To ensure that baked goods cook slowly and evenly with burning, be sure to get the right size loaf pan. The baking standard is somewhere in the vicinity of 9 by 5 inches and 8 ½ by 4 ½ inches, which is versatile enough for different types of breads and cakes. Some recipes may require a pan of a specific size, so it’s a good idea to keep an assortment of larger and smaller loaf pans to avoid excess batter overflowing a too-tiny pan and burning the oven, as well as underloading a too-big one, which can flatten a loaf.
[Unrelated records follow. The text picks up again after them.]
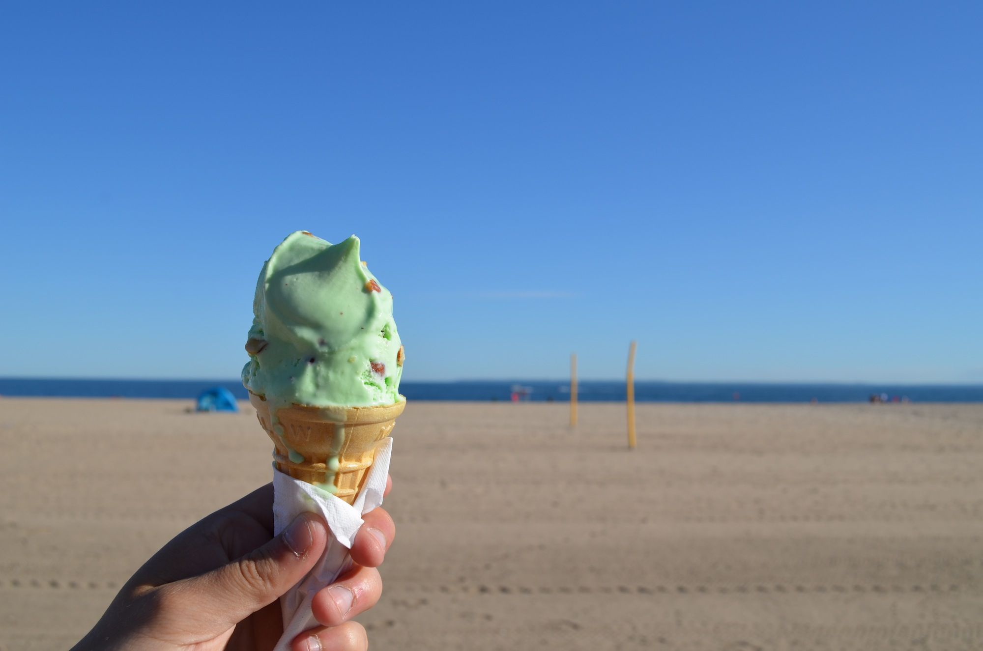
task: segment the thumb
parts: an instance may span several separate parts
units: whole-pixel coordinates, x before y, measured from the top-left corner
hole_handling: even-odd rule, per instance
[[[319,516],[301,513],[262,547],[215,569],[188,579],[182,593],[232,626],[276,601],[314,567],[324,552],[327,527]]]

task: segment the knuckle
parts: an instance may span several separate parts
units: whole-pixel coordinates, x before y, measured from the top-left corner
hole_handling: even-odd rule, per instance
[[[236,576],[251,592],[263,592],[274,584],[275,563],[269,553],[260,549],[236,563]]]

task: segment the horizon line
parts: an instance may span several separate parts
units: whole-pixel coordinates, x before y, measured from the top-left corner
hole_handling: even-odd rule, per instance
[[[75,381],[75,382],[213,382],[241,384],[237,378],[127,378],[127,377],[83,377],[83,376],[0,376],[2,381]],[[410,380],[410,384],[454,384],[454,383],[556,383],[569,384],[569,378],[455,378],[450,380]],[[624,378],[578,378],[583,383],[623,383]],[[636,378],[635,384],[651,383],[661,385],[840,385],[847,386],[983,386],[983,381],[870,381],[870,380],[656,380]]]

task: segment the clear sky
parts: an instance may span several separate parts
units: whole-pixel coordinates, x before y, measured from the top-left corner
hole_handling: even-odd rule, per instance
[[[358,234],[407,380],[983,382],[983,5],[8,3],[0,376],[238,375]]]

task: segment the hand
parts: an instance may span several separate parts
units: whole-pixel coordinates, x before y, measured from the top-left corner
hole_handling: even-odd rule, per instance
[[[388,495],[391,478],[386,483]],[[294,638],[293,651],[368,648],[365,628],[349,619],[378,601],[378,570],[395,524],[381,508],[363,516],[354,565],[320,590],[311,609],[318,628]],[[193,524],[127,581],[102,619],[73,651],[88,649],[236,649],[269,651],[283,632],[277,599],[314,566],[327,527],[314,513],[273,530],[273,486]]]

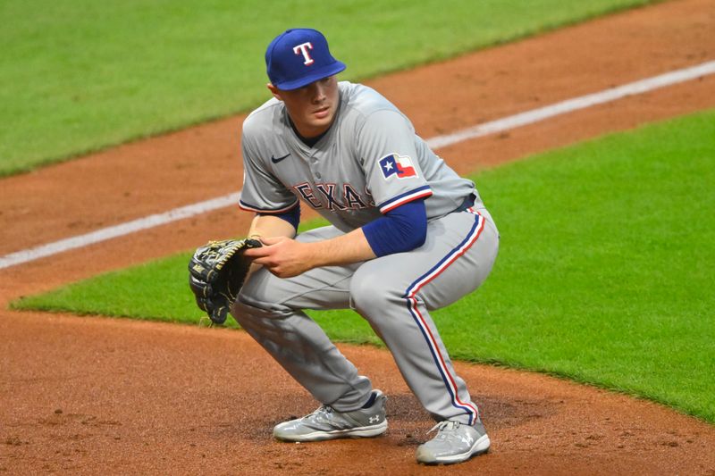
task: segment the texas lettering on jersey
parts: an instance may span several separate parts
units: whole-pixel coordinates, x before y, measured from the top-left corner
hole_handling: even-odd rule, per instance
[[[304,182],[294,185],[293,190],[315,209],[357,210],[374,206],[370,192],[366,190],[364,195],[360,195],[349,183],[343,184],[341,189],[334,183],[316,183],[314,189],[309,183]]]

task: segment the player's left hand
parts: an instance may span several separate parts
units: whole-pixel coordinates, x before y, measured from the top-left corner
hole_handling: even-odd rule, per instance
[[[263,264],[279,278],[291,278],[314,268],[309,246],[287,237],[262,238],[263,246],[246,250],[253,263]]]

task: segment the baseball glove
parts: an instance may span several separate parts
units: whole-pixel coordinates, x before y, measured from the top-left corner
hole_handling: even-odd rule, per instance
[[[226,322],[250,267],[243,251],[260,246],[256,239],[224,239],[197,248],[189,262],[189,286],[196,296],[196,304],[212,322]]]

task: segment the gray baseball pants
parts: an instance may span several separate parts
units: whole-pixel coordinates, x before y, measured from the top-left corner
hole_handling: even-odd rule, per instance
[[[297,239],[315,241],[341,233],[328,226]],[[408,253],[316,268],[288,279],[259,269],[244,284],[231,313],[316,400],[347,412],[367,401],[372,384],[303,310],[354,309],[385,343],[405,381],[435,420],[472,424],[478,410],[429,311],[476,289],[498,249],[499,232],[485,209],[452,213],[430,221],[425,243]]]

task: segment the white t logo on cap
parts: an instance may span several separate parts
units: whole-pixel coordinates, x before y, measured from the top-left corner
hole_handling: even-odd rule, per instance
[[[306,65],[313,64],[313,58],[311,58],[310,54],[307,53],[308,49],[313,49],[313,45],[311,45],[309,41],[299,45],[298,46],[293,46],[293,53],[296,54],[303,54],[303,59],[306,60],[303,62],[303,64]]]

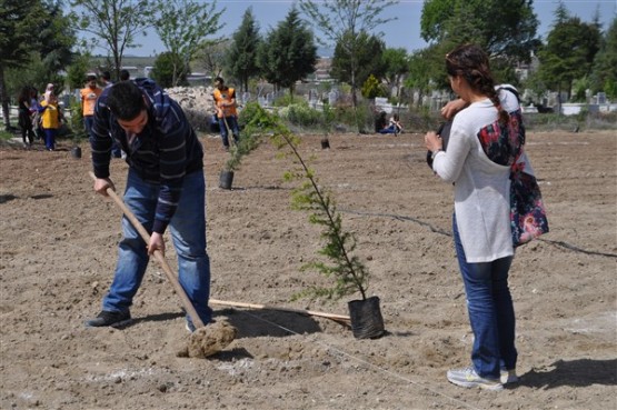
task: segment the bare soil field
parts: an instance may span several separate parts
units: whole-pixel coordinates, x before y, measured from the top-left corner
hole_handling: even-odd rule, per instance
[[[208,359],[178,357],[183,314],[152,261],[122,329],[87,329],[112,279],[120,211],[96,194],[90,151],[0,147],[1,409],[586,409],[617,408],[617,133],[537,132],[527,151],[550,232],[517,250],[510,286],[520,382],[501,392],[448,383],[472,337],[451,238],[452,189],[425,162],[422,136],[302,137],[301,152],[358,238],[387,334],[279,309],[212,304],[237,339]],[[324,283],[299,267],[319,229],[290,209],[288,159],[265,142],[218,188],[226,161],[206,147],[211,297],[348,314],[299,300]],[[112,162],[122,192],[127,164]],[[169,240],[168,240],[169,244]],[[168,246],[167,259],[176,269]]]

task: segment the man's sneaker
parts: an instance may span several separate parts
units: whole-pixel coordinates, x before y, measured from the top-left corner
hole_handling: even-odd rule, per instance
[[[86,321],[87,328],[100,328],[106,326],[119,327],[128,324],[131,321],[131,313],[126,312],[111,312],[109,310],[101,310],[94,318]]]
[[[499,391],[504,384],[499,379],[488,379],[479,377],[472,367],[466,369],[448,370],[448,381],[465,388],[480,388],[485,390]]]
[[[189,331],[189,333],[195,332],[196,328],[195,324],[192,324],[192,322],[190,320],[185,320],[185,328],[187,328],[187,330]]]
[[[502,384],[517,383],[518,376],[516,376],[516,369],[510,369],[510,370],[501,369],[499,379],[501,380]]]

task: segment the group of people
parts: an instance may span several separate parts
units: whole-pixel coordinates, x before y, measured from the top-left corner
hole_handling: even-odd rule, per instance
[[[454,183],[454,242],[474,332],[470,366],[449,370],[446,377],[466,388],[500,390],[517,381],[515,312],[508,287],[515,253],[508,190],[512,153],[521,148],[512,146],[520,139],[510,133],[525,129],[519,127],[518,99],[495,84],[488,57],[479,47],[456,48],[447,54],[445,68],[459,96],[441,110],[444,117],[454,117],[449,142],[445,149],[444,138],[428,132],[425,143],[432,152],[435,173]],[[230,127],[236,139],[233,90],[222,79],[216,83],[221,137],[228,136]],[[165,251],[168,228],[178,254],[179,281],[201,321],[210,323],[203,148],[182,109],[151,80],[125,81],[102,91],[92,121],[94,190],[107,196],[107,189],[115,189],[109,164],[116,141],[130,152],[125,202],[151,237],[145,243],[136,228],[122,221],[113,281],[102,310],[86,324],[117,327],[130,321],[132,299],[149,257]],[[397,130],[399,126],[394,124]],[[228,147],[226,137],[223,146]],[[516,158],[530,171],[525,154]],[[186,323],[189,331],[195,330],[190,316]]]
[[[398,136],[402,132],[402,124],[400,123],[400,119],[398,113],[395,113],[390,119],[387,119],[388,114],[386,111],[379,112],[377,118],[375,119],[375,132],[377,133],[394,133]]]
[[[18,97],[18,124],[23,147],[32,147],[34,139],[42,139],[46,149],[56,149],[56,136],[64,117],[52,83],[47,84],[42,99],[33,87],[23,87]]]
[[[122,70],[120,78],[128,80],[130,78],[129,71]],[[113,84],[109,71],[101,73],[100,81],[103,88]],[[90,74],[86,78],[84,88],[79,91],[83,124],[89,138],[92,130],[94,103],[102,90],[97,83],[97,76]],[[46,150],[56,150],[56,139],[62,121],[64,121],[64,116],[53,83],[47,84],[40,99],[34,87],[22,87],[18,97],[18,126],[24,148],[31,148],[34,139],[37,139],[43,140]],[[120,158],[122,154],[117,146],[115,146],[112,153],[115,158]]]

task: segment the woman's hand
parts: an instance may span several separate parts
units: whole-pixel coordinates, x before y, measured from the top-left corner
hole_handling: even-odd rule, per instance
[[[427,150],[435,152],[444,149],[444,141],[435,131],[428,131],[425,134],[425,144]]]
[[[462,110],[467,106],[467,101],[464,99],[448,101],[446,106],[441,107],[441,116],[449,120],[452,118],[458,111]]]

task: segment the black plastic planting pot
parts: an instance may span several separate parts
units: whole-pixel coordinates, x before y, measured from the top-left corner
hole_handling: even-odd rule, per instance
[[[378,297],[352,300],[347,306],[351,318],[351,331],[356,339],[377,339],[384,336],[384,318]]]

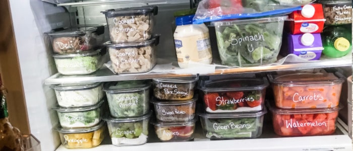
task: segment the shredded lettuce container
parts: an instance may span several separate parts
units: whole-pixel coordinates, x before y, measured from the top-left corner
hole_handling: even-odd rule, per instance
[[[254,66],[277,61],[287,16],[212,22],[222,64]]]
[[[79,25],[45,33],[55,53],[82,52],[94,49],[104,41],[104,26]]]
[[[199,114],[204,133],[212,139],[252,138],[262,133],[267,110],[254,113]]]
[[[111,116],[115,118],[141,116],[149,109],[149,80],[112,82],[104,85]]]
[[[159,100],[192,99],[198,80],[197,77],[153,79],[153,95]]]
[[[100,50],[53,55],[57,71],[64,75],[87,74],[97,71]]]
[[[141,42],[104,43],[109,51],[115,73],[135,73],[148,72],[156,65],[156,48],[159,36]]]
[[[194,139],[196,119],[185,122],[157,122],[154,125],[154,131],[162,142],[189,141]]]
[[[98,124],[101,119],[102,100],[97,104],[84,107],[64,108],[57,106],[56,111],[60,125],[64,128],[85,128]]]
[[[106,121],[113,145],[116,146],[140,145],[147,142],[148,126],[152,111],[140,117],[115,118],[109,115]]]
[[[201,81],[198,89],[210,113],[256,112],[264,107],[267,78]]]
[[[96,147],[104,138],[105,122],[87,128],[67,128],[57,126],[54,129],[59,132],[62,144],[68,149],[90,148]]]
[[[197,96],[184,101],[163,101],[153,98],[156,118],[158,122],[185,122],[192,120],[195,116]]]
[[[150,39],[157,7],[144,7],[109,10],[105,15],[110,40],[113,43],[142,42]]]
[[[55,90],[61,107],[83,107],[97,104],[104,96],[101,83],[58,84],[50,87]]]

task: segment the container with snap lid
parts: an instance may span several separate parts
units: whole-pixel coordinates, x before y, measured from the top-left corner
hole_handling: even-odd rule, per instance
[[[57,112],[60,125],[64,128],[83,128],[98,124],[101,120],[102,100],[94,105],[83,107],[53,108]]]
[[[142,42],[151,37],[158,8],[130,8],[102,13],[105,15],[112,42]]]
[[[104,97],[101,83],[58,84],[50,87],[55,90],[57,104],[64,107],[93,105]]]
[[[114,44],[107,42],[107,47],[114,72],[135,73],[150,71],[156,63],[156,46],[159,36],[141,42]]]
[[[45,33],[50,36],[55,53],[90,50],[104,41],[104,26],[78,25]]]
[[[68,149],[89,148],[96,147],[104,138],[105,122],[87,128],[67,128],[58,126],[54,129],[59,132],[62,144]]]
[[[114,118],[106,115],[109,134],[116,146],[140,145],[147,142],[148,126],[152,111],[142,116]]]
[[[153,79],[153,95],[159,100],[190,100],[198,80],[197,77]]]
[[[116,118],[141,116],[149,109],[149,80],[112,82],[105,84],[110,115]]]
[[[100,50],[53,55],[57,71],[64,75],[87,74],[98,69]]]

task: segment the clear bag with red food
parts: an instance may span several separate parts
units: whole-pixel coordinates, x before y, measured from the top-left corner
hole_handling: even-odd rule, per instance
[[[341,106],[331,108],[283,109],[268,103],[272,113],[275,133],[281,136],[302,136],[329,135],[336,130],[338,111]]]

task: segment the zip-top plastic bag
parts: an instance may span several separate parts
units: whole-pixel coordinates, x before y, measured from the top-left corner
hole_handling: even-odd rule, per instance
[[[203,0],[200,2],[193,23],[240,18],[285,15],[301,10],[301,6],[315,0]]]

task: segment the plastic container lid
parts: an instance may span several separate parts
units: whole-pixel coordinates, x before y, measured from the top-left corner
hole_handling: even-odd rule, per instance
[[[101,13],[105,15],[107,17],[137,16],[149,14],[156,15],[158,14],[158,7],[155,6],[123,8],[108,10],[101,12]]]
[[[110,116],[110,114],[107,114],[104,117],[103,117],[103,120],[113,123],[132,122],[146,119],[149,118],[151,115],[152,111],[150,110],[147,114],[146,114],[143,116],[128,118],[113,118]]]
[[[56,128],[54,128],[54,130],[60,132],[64,133],[86,133],[95,131],[98,129],[102,127],[105,124],[105,121],[101,121],[99,123],[94,126],[87,127],[87,128],[63,128],[60,125],[58,125]]]
[[[91,111],[100,107],[104,102],[104,100],[102,99],[95,105],[85,107],[62,107],[57,106],[56,107],[53,108],[52,109],[60,112],[78,112]]]

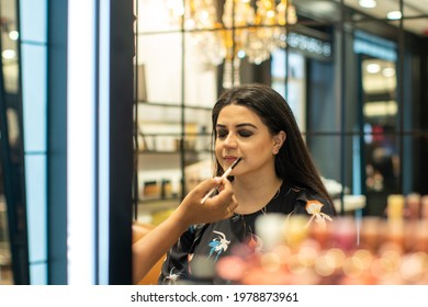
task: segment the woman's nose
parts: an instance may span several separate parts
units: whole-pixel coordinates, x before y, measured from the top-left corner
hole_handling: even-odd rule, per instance
[[[229,134],[227,135],[225,141],[224,141],[224,146],[225,147],[236,147],[237,146],[237,143],[236,143],[236,137],[234,134]]]

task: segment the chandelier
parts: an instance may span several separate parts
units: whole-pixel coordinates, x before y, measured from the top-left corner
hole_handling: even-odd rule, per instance
[[[286,24],[297,21],[291,0],[184,0],[183,27],[192,33],[203,62],[224,62],[223,87],[239,84],[240,61],[261,64],[286,45]],[[177,7],[176,7],[177,8]]]

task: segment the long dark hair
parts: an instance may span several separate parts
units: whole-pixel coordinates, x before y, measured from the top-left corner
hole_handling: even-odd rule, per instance
[[[331,198],[303,140],[293,111],[277,91],[268,86],[257,83],[226,90],[213,107],[213,127],[217,124],[222,109],[229,104],[243,105],[252,110],[272,135],[277,135],[281,130],[285,132],[285,141],[275,155],[274,167],[278,178],[292,185],[319,193],[333,206]],[[213,128],[212,136],[214,146],[217,138],[215,128]],[[223,172],[218,160],[215,159],[215,174],[222,175]]]

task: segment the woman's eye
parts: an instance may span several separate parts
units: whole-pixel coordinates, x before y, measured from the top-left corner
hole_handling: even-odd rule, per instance
[[[227,136],[227,130],[218,130],[217,138],[225,138]]]
[[[238,133],[241,137],[250,137],[252,135],[252,132],[250,130],[239,130]]]

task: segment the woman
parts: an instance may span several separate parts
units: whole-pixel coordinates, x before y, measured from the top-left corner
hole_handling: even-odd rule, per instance
[[[262,84],[228,90],[214,105],[212,123],[215,174],[241,158],[229,178],[238,206],[228,219],[184,232],[167,254],[159,283],[198,283],[193,262],[211,260],[215,266],[234,245],[257,241],[260,215],[312,214],[320,223],[335,215],[293,113],[279,93]]]
[[[222,191],[201,204],[206,191],[215,186]],[[227,179],[213,178],[198,184],[166,220],[133,243],[133,284],[150,271],[191,225],[230,217],[236,207]]]

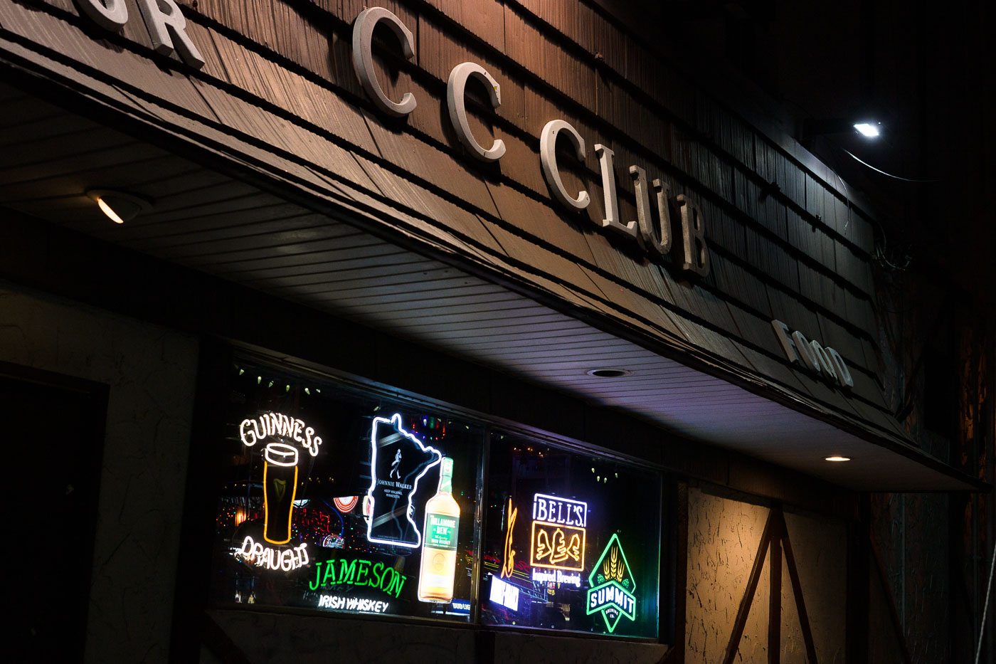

Should you go aluminum, heavy-duty steel or glass? Aluminium heats evenly, but it’s not particularly durable. Steel is durable and low-maintenance, but not as good at heat distribution. Glass loaf pans (our favorite) are naturally non-stick, non-reactive, and non-toxic, and they allow you to see what you’re baking on all sides as it heats up. On the downside, they’re fragile and slower to heat, which may result in uneven baking. Cast iron and ceramic are durable and heat easily, but the former is extremely heavy while the latter shatters easily,
Dark metal pans heat more quickly and produce more browning, while lighter-colored pans absorb less heat and are great when you don’t want your cake or cookies to be too brown on the bottom. A loaf pan with handles will make it easier to remove a hot pan from the oven, and dishwasher-safe materials will come in handy at clean-up time.